Since the Environmental Protection Agency banned Chromated Copper Arsenate pressure treated lumber in March 2009, pressure-treated wood has lost many of the environmental and health hazards that have been long associated with the product. The risks have greatly been minimized, yet pressure-treated lumber is still saturated with many harsh chemicals that need to be considered when working with the wood. Wood dust is the largest factor since large quantities of the airborne chemicals can be ingested, inhaled and contact the skin.
Step 1 - Prepare the Area
Make sure the area where construction will occur is free from food and food preparation areas either directly or indirectly. Water, drinks, and faucets should not come into contact with either wood or wood dust and debris. Cut the wood outside where open ventilation will not recirculate the wood dust. If the wood must be cut inside, make sure all windows and doors are open to allow for adequate ventilation. Don't allow wood dust into the vents of the house or it may become recirculated through a forced-air furnace. Try to keep all sawdust in one location while cutting to better facilitate clean up and keep the chemicals localized.
Step 2 - Prepare Yourself
Anytime pressure-treated lumber is worked with or cut safety precautions need to be taken into account.
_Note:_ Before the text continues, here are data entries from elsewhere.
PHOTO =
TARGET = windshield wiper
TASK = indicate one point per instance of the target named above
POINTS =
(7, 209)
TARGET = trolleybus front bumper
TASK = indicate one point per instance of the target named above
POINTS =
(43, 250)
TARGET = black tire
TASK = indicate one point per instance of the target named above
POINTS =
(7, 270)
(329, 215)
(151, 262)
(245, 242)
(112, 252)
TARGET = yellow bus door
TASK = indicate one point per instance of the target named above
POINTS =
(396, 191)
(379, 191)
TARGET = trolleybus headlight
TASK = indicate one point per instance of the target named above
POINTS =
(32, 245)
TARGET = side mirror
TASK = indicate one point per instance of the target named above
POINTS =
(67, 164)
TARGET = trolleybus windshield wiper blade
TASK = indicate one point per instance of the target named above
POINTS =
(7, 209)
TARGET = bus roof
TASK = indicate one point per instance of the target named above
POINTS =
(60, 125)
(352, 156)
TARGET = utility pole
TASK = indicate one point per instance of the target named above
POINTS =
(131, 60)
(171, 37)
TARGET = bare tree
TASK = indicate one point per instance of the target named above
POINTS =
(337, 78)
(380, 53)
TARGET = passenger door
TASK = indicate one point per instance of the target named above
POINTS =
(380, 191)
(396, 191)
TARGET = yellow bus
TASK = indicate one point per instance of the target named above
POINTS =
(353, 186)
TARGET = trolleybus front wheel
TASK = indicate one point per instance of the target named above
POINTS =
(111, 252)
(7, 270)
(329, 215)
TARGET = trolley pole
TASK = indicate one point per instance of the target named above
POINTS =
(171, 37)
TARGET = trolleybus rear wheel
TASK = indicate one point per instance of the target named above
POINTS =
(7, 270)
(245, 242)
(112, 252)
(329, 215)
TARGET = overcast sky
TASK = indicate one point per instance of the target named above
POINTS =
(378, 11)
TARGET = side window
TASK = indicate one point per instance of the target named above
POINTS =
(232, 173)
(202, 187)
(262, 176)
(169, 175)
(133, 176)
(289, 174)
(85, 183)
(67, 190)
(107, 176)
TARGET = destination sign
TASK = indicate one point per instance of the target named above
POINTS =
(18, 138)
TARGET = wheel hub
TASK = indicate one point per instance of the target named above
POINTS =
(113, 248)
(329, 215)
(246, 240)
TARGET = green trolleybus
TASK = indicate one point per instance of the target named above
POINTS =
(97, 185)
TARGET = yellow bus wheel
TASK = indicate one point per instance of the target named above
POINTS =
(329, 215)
Wear protective goggles or eyeglasses, rubber gloves, a dust mask, and protective clothing which will cover exposed skin. The chemicals on the wood can be absorbed through the skin. Never smoke or use tobacco around pressure-treated lumber construction.
Step 3 - Clean Up
Debris from pressure-treated lumber projects needs to be swept up with a traditional broom while still wearing all safety gear. Try to collect as much of the wood and sawdust as possible. Be sure to place the dust in a tied plastic bag before throwing the debris in the household trash can. The debris should never be placed into a compost bin, yard debris receptacle, swept into the yard or burned.
Step 4 - Seal the Ends
In the process of pressure-treating lumber, the boards are saturated with the chemicals and then pressurized to permeate the board. Since the center of pressure-treated lumber often has not been treated as thoroughly, the raw ends of the wood are vulnerable to fungus, mold, and attack from other destructive elements. Use special pressure treated wood sealer to seal only the freshly cut ends. Paint the sealer onto the cut ends and allow it to dry before construction to ensure the entire board is adequately protected.
Step 5 - Wash Up
Wash all hands and skin immediately after working with and cutting pressure-treated lumber. Do not use the restroom, eat or drink anything before washing. Work clothes should be separated from other laundry and washed separately. It is a good idea to take a shower after cutting pressure-treated lumber to get all debris out of the hair and off of the scalp.